ST. LOUIS – Sometimes, it takes a new voice. Sometimes, a new voice becomes only a second one crying in the wilderness.
The Rangers gave up three power-play goals in seven Ottawa opportunities in Wednesday night’s 5-3 Garden loss, including six penalties in a row that had their tongues dragging, and had Glen Sather’s flapping yesterday morning that the penalties that brought down Bryan Trottier are killing any chance for a late run at a playoff spot.
Not that there was anything new about this, Sather having brought up discipline before, during, and after the Ottawa defeat. But yesterday was a new day, as they dwindle down to a precious few for a team desperate both for a spark in goal last night from Dan Blackburn, and for some night-in, night-out resolve to do the right thing.
“I hope Danny can have a great night to get us going,” said Sather, nodding when asked if one good turn by the sophomore goalie, virtually ignored by Trottier after the acquisition of Mike Dunham, could lead to another tomorrow afternoon in Philadelphia. Dunham was resting a slight groin pull last night, even if Sather said Blackburn had been penciled for the start regardless.
Dunham thinks the pull, on the opposite side from the one that forced him from three games in Nashville, won’t keep him from playing against the Flyers. Sather thinks if the players in front of any Ranger goaltender remain brainless, a playoff spot probably already lost during this five-game winless streak will become utterly hopeless.
“The foremost thing about discipline is that it has to be second nature,” said Sather. “It has to be automatic, it has to be subconscious.
“You have to go on the ice knowing you are going to do the right thing. You have to have it in the back of your mind [that you] will do whatever to not retaliate. It’s a constant every-day thing, preaching and reinforcing.
“Bobby [Holik] knows he can’t grab a guy’s stick, he has to absolutely know if the does that he’ll get a penalty.
Perhaps if Holik knows he’ll miss his next few shifts if he commits that penalty, he won’t bother.
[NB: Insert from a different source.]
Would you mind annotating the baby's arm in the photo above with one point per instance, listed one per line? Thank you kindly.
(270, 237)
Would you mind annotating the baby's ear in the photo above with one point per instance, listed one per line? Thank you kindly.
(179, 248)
And maybe if Sather had some options, a benching or two might catch players’ attention.
“That’s where it gets tough,” said the coach. “We don’t have enough healthy people here to do that. It’s fine if it’s four or five games into the season and you have healthy guys out of the lineup. We don’t have the luxury right now. Talking about it is not always the most effective way, but right now it has to be.
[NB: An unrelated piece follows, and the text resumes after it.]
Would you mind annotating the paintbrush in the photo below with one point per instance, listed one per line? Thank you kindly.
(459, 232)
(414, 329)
“I’m not preaching anything that Bryan wasn’t.”
Sather is not going to fire this coach, unlike he did last one. So what else can he try? Last night, Rico Fata was going to get more penalty killing shifts and Jamie Lundmark was going to get a shorthanded tryout, too, in lieu perhaps of Holik and Eric Lindros, who are getting scored on often in 5-on-4 situations.
“The best change we can make is not going to the penalty box,” Sather said. “I’m not against playing Mark [Messier] 20 minutes, but we’re killing him on the penalties.”
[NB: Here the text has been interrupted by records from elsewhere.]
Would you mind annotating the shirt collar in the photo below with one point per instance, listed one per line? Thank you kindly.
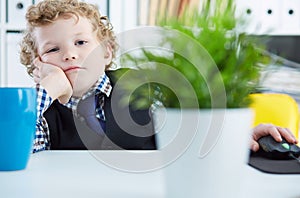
(103, 85)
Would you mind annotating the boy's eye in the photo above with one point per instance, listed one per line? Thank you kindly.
(52, 50)
(80, 42)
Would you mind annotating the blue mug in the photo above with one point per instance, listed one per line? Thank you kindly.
(17, 126)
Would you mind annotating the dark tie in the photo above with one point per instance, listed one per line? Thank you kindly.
(87, 109)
Both Pavel Bure (knee) and Brian Leetch (ankle) had hard workouts yesterday morning including starts and stops and reported progress. But the winger still can’t make right turns to his satisfaction, and the defenseman can’t stop.
Bure, probably closer than Leetch, wouldn’t rule out returning in Philadelphia, pending how he did in practice this morning here. But with reinforcements not on the way last night, most of what Sather could do was just try to reinforce common sense.